A restaurant is a nuanced orchestra where entrepreneurship and accountability show up together. “Teaching them about leading,” Basham says of what he still gets up for. “When I see that kind of energy, it’s very contagious. And that’s what I get excited about. When we have success and set records and somebody does something that worked really well, there’s a chance to celebrate that with them.”

He appreciates the speed of a never-static industry as well. Technology, for one, has presented some back-of-house benefits Basham feels can make the sector better, quickly. There are accounting and metric reports operators can evaluate and decipher as they happen. In turn, restaurants are able to pivot and be quicker to respond.

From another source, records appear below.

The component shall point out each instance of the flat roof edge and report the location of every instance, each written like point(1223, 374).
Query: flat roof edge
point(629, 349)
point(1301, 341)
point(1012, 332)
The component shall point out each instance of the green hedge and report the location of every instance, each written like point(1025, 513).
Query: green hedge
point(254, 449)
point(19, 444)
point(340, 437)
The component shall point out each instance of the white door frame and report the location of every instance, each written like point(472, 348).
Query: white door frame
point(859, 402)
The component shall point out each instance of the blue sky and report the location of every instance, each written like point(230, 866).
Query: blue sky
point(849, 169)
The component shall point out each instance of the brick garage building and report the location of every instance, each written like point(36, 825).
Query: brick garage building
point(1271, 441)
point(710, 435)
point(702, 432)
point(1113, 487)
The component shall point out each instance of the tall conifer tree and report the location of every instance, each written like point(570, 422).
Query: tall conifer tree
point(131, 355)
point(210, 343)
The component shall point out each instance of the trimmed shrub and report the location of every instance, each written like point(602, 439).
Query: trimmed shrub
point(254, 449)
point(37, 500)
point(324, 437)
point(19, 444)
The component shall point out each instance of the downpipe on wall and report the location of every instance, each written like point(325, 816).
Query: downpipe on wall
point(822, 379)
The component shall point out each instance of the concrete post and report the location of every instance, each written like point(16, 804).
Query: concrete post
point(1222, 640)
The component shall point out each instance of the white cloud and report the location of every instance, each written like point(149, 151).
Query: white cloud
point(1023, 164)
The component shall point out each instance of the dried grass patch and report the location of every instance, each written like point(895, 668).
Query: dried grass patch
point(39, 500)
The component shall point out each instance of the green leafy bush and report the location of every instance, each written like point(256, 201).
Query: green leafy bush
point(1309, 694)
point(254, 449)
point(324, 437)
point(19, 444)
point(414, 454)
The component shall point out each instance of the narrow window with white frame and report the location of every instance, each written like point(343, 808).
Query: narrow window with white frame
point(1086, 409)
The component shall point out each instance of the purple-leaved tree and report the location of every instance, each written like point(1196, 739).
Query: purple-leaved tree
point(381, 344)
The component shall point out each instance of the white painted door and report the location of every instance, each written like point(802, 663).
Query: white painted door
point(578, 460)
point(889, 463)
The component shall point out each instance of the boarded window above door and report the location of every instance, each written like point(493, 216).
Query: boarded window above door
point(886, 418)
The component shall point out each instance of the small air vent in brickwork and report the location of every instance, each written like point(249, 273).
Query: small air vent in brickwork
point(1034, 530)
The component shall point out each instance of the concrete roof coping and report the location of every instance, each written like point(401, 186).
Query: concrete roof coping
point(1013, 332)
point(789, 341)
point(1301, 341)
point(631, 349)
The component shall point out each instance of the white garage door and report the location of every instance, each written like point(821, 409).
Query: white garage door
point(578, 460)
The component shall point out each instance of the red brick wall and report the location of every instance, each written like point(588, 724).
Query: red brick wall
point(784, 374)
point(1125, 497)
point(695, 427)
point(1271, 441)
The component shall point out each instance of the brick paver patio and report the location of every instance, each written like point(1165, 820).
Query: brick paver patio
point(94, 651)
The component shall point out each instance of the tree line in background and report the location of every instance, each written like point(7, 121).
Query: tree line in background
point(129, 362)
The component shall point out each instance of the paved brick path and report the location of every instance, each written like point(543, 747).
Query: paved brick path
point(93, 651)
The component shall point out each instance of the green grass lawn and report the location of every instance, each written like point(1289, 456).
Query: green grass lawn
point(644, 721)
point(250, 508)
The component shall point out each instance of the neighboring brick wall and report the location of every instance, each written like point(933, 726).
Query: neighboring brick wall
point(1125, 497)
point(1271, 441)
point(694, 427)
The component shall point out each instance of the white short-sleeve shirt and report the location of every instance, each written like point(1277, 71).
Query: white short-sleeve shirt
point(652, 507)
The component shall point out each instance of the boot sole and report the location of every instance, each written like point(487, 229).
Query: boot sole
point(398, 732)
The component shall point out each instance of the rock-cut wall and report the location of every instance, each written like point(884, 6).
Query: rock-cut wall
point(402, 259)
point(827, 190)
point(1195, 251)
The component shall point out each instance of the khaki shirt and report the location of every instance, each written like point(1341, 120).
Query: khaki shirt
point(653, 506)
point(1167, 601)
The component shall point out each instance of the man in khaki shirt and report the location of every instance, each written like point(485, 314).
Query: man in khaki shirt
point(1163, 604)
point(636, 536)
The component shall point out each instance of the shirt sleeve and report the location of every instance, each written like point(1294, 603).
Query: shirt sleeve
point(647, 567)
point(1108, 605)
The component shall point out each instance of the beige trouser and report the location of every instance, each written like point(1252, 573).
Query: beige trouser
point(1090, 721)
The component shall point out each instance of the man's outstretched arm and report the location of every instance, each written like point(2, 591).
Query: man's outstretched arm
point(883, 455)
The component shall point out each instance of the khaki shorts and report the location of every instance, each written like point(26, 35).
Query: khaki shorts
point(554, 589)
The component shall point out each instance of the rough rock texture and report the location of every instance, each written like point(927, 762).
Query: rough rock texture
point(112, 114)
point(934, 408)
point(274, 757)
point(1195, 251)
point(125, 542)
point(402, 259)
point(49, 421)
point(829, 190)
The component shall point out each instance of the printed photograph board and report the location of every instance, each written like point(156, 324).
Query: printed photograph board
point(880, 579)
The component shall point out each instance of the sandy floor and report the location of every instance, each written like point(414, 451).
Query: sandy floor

Yet hospitality, he says, isn’t going to get swapped for AI. Learning more about customers and being able to recognize who they are and why they show up should transform hospitality to a deeper, interpersonal level. This is still a relationship business, and information helps.

Glory Days is deploying technology regarding feedback on LTOs. It can see how an item performs and if it’s affecting either PPA, guest counts, or something else. And the company makes a much speedier response.

“I think you’re going to see some of that first,” he says. “And who knows where it goes after that. But the human element in restaurants, I don’t think, is ever going to be replaced.”

And for Glory Days, that’s where it will start plotting the next 30 years. Basham says if the brand concentrates on its day one ideals, it’s going to have a “pretty good chance of succeeding” for the coming generation.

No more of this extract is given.